By Christopher Coble, Esq. on April 23, 2018 | Last updated on March 21, 2019

You finally thought you were getting your life together, financially speaking. Paying bills on time, paying down credit card debt, and even trying to set some money aside for retirement. So, you talked to a financial advisor who put together what you thought was a great plan, but now the plan seems to have been to lose all that money you invested.

If your financial advisor screwed up, do you have any legal recourse?

The Bad News

The stock market does have its ups and downs, as your advisor (hopefully) warned you, and there is no guarantee that an investment will pay off. So if you lost money due to the vagaries of the market, there's probably no way of getting it back.

But that may not be the case if your financial advisor acted in their own interest instead of for your benefit.

The Good(?) News

Investment advisors, under state law and SEC regulations, are held to a fiduciary standard, meaning that their actions must be performed for the advantage of the beneficiary, i.e., you. And a new Department of Labor rule extends that duty to retirement advisors as well. Therefore, if you're using a licensed financial advisor, he or she must put your interests before their own.

If your financial advisor fails to adhere to that standard, you may file a malpractice claim, which would look similar to a standard negligence lawsuit. You need to prove that:

  1. A fiduciary relationship was established (that you hired him or her to handle your finances, retirement, and/or investments);
  2. The financial advisor breached that fiduciary duty (that he or she negligently or purposefully put their interests ahead of your own);
  3. You were injured (that you suffered some financial harm); and
  4. The financial advisor's breach is what caused the injury (that you wouldn't have lost money had the advisor not made mistakes).

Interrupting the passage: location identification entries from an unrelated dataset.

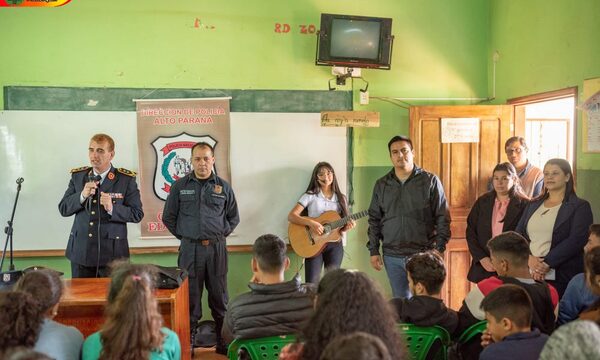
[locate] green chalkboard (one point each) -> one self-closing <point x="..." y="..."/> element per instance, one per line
<point x="120" y="99"/>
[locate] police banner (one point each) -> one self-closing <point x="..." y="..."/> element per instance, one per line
<point x="167" y="130"/>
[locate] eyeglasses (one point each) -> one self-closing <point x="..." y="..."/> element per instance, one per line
<point x="514" y="150"/>
<point x="325" y="173"/>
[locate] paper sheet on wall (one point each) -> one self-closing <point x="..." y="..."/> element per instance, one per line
<point x="591" y="115"/>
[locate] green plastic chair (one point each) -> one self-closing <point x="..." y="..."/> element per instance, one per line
<point x="421" y="341"/>
<point x="266" y="348"/>
<point x="474" y="330"/>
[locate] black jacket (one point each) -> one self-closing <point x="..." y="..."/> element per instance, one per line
<point x="269" y="310"/>
<point x="408" y="218"/>
<point x="425" y="311"/>
<point x="82" y="248"/>
<point x="200" y="210"/>
<point x="569" y="236"/>
<point x="479" y="229"/>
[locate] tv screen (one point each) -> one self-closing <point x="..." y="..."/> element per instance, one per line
<point x="355" y="41"/>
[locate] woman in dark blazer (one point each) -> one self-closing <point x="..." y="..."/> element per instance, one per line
<point x="556" y="254"/>
<point x="494" y="212"/>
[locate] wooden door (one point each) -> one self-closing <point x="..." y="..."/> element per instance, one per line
<point x="464" y="169"/>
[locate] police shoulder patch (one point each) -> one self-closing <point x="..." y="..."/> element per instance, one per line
<point x="83" y="168"/>
<point x="126" y="172"/>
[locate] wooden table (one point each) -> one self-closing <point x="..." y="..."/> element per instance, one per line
<point x="82" y="306"/>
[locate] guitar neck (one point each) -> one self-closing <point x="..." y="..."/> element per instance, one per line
<point x="343" y="221"/>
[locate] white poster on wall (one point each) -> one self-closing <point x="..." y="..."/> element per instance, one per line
<point x="460" y="130"/>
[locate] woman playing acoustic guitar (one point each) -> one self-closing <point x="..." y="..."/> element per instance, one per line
<point x="323" y="194"/>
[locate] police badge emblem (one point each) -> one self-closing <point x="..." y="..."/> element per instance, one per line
<point x="173" y="155"/>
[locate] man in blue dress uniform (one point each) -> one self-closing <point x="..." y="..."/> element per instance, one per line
<point x="103" y="199"/>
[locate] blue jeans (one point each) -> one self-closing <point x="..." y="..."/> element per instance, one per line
<point x="332" y="258"/>
<point x="395" y="267"/>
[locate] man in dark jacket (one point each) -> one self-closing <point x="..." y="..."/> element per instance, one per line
<point x="408" y="214"/>
<point x="273" y="306"/>
<point x="201" y="211"/>
<point x="426" y="276"/>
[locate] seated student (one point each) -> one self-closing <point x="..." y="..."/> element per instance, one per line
<point x="56" y="340"/>
<point x="509" y="253"/>
<point x="273" y="306"/>
<point x="508" y="312"/>
<point x="23" y="353"/>
<point x="20" y="321"/>
<point x="356" y="346"/>
<point x="579" y="339"/>
<point x="426" y="275"/>
<point x="592" y="275"/>
<point x="347" y="301"/>
<point x="133" y="327"/>
<point x="578" y="295"/>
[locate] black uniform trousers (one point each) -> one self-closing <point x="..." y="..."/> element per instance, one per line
<point x="207" y="266"/>
<point x="82" y="271"/>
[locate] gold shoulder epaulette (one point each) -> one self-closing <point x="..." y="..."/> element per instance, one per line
<point x="83" y="168"/>
<point x="126" y="172"/>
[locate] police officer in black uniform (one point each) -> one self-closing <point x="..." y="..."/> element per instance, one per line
<point x="103" y="200"/>
<point x="201" y="211"/>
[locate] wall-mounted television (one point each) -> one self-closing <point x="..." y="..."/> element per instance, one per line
<point x="355" y="41"/>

If your malpractice claim is successful, the financial advisor may need to reimburse you for any losses. And if your advisor purposefully misleads you, makes material misrepresentations about your finances or his or her services, or otherwise misappropriates your funds, you may be able to sue your financial advisor for fraud.

If you have questions about securities law or are thinking of suing your financial advisor, you may want to consult with an experienced consumer protection attorney beforehand.